We attempted to identify standard transcripts in common wheat from the EST data; our data for 805,544 ESTs, including those for FLcDNAs, were assembled in each of the ten strains of common wheat. After assembly with MIRS (http://chevreux.org/projects_mira.html), 191,988 contigs and 326,851 singlets were obtained. The resultant contigs and singlets were clustered by the CD HIT software by setting the criteria at an identity of 99.5 % to obtain homoeologs (6×), and 95 % to obtain homologs (2×). Consequently, 162,874 gene clusters (2×) were grouped. Out of these clusters, 81,694 clusters were matched to expressed genes of barley (Matsumoto et al. 2011), Brachypodium (Mochida et al. 2013), and rice (http://ricegaas.dna.affrc.go.jp/rgadb/). By removing redundant results, 27,943 gene clusters that had homologies with Poaceae transcripts could be established at the diploid level; 81,180 clusters had no homologs among cereal genomes. Therefore, we conducted a “blat search” against 5× draft wheat genome sequences (Brenchley et al. 2012); 54,446 clusters were found to have homologies with the wheat genome sequences. By grouping these clusters at 80 % identity, 13,060 wheat-specific genes were obtained. From these analyses, 41,003 gene groups were clustered in wheat. Out of the 41,003 genes, 27,943 wheat genes had common homologies to Poaceae-expressed genes.

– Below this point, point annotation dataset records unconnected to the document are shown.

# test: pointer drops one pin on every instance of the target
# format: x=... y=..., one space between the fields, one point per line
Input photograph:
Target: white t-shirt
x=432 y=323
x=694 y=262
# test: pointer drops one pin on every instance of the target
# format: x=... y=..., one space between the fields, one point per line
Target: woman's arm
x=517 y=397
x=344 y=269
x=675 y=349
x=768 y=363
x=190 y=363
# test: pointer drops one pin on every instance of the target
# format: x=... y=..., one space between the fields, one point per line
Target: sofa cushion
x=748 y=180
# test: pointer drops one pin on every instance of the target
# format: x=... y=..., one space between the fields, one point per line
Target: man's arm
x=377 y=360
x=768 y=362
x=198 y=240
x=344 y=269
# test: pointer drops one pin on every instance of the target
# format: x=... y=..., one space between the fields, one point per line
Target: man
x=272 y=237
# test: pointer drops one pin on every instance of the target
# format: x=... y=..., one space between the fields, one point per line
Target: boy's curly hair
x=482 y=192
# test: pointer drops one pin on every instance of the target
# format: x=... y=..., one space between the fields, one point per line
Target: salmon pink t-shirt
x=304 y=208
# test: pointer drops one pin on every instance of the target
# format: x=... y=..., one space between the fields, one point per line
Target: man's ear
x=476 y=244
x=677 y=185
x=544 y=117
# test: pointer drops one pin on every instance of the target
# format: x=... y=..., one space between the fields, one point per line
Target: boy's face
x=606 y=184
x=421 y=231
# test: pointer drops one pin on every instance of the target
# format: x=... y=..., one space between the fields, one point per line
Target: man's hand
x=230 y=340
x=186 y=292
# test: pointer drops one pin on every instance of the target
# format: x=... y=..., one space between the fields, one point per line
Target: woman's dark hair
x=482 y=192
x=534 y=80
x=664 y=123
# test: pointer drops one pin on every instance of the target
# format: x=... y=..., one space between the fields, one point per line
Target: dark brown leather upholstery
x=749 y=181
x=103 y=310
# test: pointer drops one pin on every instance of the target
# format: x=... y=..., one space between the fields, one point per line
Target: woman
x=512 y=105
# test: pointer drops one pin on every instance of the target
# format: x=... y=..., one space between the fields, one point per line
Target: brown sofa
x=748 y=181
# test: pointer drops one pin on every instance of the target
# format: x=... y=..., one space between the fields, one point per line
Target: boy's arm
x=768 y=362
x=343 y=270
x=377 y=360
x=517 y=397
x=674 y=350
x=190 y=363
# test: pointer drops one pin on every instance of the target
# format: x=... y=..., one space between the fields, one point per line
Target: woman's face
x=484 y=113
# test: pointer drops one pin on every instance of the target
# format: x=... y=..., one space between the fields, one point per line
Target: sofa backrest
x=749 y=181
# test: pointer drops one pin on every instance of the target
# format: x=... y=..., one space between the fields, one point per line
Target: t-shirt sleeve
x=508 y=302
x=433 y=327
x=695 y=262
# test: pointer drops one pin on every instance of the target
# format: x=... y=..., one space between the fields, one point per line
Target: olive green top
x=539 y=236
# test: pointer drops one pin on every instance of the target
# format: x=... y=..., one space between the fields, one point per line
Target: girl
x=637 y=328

Chromosome Assignment of Expressed Genes in Common Wheat

We assigned these expressed homoeologs to each chromosome based on the “Survey sequence” organized by the International Wheat Genome Sequence Consortium (http://www.wheatgenome.org/). From this rough assignment, we can estimate the number of expressed genes from each chromosome and/or chromosome arm (Fig. 10.3). Chromosome 3B and 5BL were highly expressed. Conversely, genes located on 6B, which is the Japanese sequencing target, were less commonly expressed.

Fig. 10.3
figure 3

Chromosome assignments of wheat-expressed genes by using the Chinese Wheat “Survey-sequences” of IWGSC

Conclusion

Snapshots of gene expression profiles in the wheat life cycle and/or in response to environmental stresses were developed; 22,519 sequence-verified full-length cDNAs were obtained. Of these, 77.4 % were assigned into the A, B, and D genomes with the RNAseq data from their diploid ancestors. We obtained 284,822 homoeo-clusters (6×) from 805,544 ESTs of common wheat. These homoeo-clusters were classified into 27,943 (Poaceae common) and 13,060 (wheat specific) gene groups (2×). In total, 41,003 wheat transcripts (2×) were classified; 284,822 homoeo-clusters were assigned into 21 chromosomes using “Survey-sequences” from the IWGSC.

Thus, the words of Prof. Kihara (1946), “The history of the earth is recorded in the layers of its crust. The history of all organisms is inscribed in the chromosomes” hold true even now, in the genomics era.